Duo recognised OAM honours for district residents

June 13, 2018

John Hanlon has been recognised in the Queen's Birthday Honours list.

Popular all over town: Trevor Noonan celebrates with the students of Cobram Anglican Grammar School after receiving Queens Birthday honours.

Two Cobram-Barooga residents will receive a Medal of the Order of Australia (OAM) for their outstanding contributions to the community of Cobram and to the lives of ex-servicemen and women respectively.

Trevor Noonan and John Hanlon were both successful after being nominated for the Queen’s Birthday Honours List and will attend a ceremony in September to be formally recognised for their efforts.

The OAM is given for service worthy of particular recognition.

Mr Noonan spent 10 years on the Cobram Shire Council in the 1970s and served as shire president, a period he described as ‘‘very interesting’’.

He is also a life member of Cobram Barooga Apex Club and regards being one of four commissioners for local government that joined the shires of Nathalia, Tungamah, Numurkah, Yarrawonga and Cobram together to form Moira Shire as a highlight of his life.

He was also the national chairman for Showcase Jewellers for six years, has his own store in town and has been a member of the local Rotary club since the 1980s.

Mr Noonan said arguably his biggest passion was Cobram Anglican Grammar School, where is still the chairman of the school council. He was involved with the planning of the school before it officially opened in 2000.

Mr Noonan said it had never been difficult to do things for the town he loved so dearly.

‘‘It’s a great town and without the support of my wife and family none of this would have been possible and they have always been right beside me supporting me,’’ he said.

‘‘It is really nice to be recognised for doing things throughout your life, but you just do them as you go along.

‘‘I have probably got a lot more out if it than I have put in because you meet some wonderful people.’’

John Hanlon only moved to Cobram from Melbourne last year to retire and has done a power of work for former defence force members.

He worked as a volunteer at the RSL state branch in Melbourne for almost 18 years, with his primary responsibility being to help organise the Anzac Day march.

‘‘It was terrific. It wasn’t something I ever thought I would get involved in. It was a great challenge but it was a lot of fun in many instances and very rewarding on Anzac Day when the veterans got their opportunity to march and remember their comrades,’’ Mr Hanlon said.

He is also a life member of the Royal Victorian Regiment Association and served as president.

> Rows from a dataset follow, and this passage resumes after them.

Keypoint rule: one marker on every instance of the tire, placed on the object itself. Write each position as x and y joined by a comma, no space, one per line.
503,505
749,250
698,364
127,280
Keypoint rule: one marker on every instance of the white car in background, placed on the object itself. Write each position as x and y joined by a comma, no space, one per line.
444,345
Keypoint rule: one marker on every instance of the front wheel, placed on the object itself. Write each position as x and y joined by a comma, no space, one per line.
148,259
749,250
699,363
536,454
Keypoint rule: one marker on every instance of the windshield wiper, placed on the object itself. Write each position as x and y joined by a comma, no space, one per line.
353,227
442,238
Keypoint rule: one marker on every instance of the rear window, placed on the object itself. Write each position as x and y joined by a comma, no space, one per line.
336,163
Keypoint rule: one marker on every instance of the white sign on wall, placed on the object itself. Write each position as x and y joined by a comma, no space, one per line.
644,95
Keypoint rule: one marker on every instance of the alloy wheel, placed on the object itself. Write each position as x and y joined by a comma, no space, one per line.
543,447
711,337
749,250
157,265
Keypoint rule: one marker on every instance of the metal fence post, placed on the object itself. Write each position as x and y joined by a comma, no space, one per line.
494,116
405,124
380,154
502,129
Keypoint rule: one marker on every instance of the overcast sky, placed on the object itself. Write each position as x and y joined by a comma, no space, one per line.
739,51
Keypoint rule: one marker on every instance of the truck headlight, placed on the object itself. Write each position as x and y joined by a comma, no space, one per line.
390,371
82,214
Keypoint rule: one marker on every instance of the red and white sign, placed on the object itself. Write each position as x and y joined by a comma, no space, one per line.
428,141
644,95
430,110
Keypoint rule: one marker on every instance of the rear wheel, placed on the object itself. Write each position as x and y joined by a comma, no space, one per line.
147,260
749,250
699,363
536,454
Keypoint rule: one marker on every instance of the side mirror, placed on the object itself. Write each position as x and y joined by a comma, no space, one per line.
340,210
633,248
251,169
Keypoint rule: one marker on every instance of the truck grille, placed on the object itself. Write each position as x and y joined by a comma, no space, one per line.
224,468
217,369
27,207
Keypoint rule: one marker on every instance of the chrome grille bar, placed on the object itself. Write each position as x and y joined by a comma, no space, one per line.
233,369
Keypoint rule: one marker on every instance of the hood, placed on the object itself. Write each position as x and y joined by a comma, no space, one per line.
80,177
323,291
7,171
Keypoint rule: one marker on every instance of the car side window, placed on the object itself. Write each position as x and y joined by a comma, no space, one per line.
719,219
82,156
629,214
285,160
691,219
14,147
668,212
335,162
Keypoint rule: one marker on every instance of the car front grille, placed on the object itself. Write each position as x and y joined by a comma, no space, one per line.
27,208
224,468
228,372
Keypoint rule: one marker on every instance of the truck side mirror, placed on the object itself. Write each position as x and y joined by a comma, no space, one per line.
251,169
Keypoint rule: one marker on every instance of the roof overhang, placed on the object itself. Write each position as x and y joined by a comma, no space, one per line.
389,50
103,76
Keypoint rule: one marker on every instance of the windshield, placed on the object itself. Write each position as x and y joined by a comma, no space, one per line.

He volunteered with the Victorian branch of the RSL and currently operates as a volunteer for the Cobram-Barooga RSL Sub-Branch.

One of his prouder achievements was helping set up a scholarship for junior leaders out of the armed forces to go overseas.

Mr Hanlon has a strong personal connection to the armed forces, having served in the Army Reserve for 25 years without ever being deployed for combat.

‘‘The army was a great time in my life. You get to experience things most people don’t, which was fantastic,’’ he said.

He said his phone had been abuzz since news broke on Monday that he had received the honour.

‘‘It’s a great thrill and honour to be recognised by your country,’’ Mr Hanlon said.

‘‘It’s not an individual thing, though. You only get there by virtue of having good people working with you and having a good family that supports you.’’

In total, 1007 Australians were formally recognised on Monday for outstanding contributions in public life.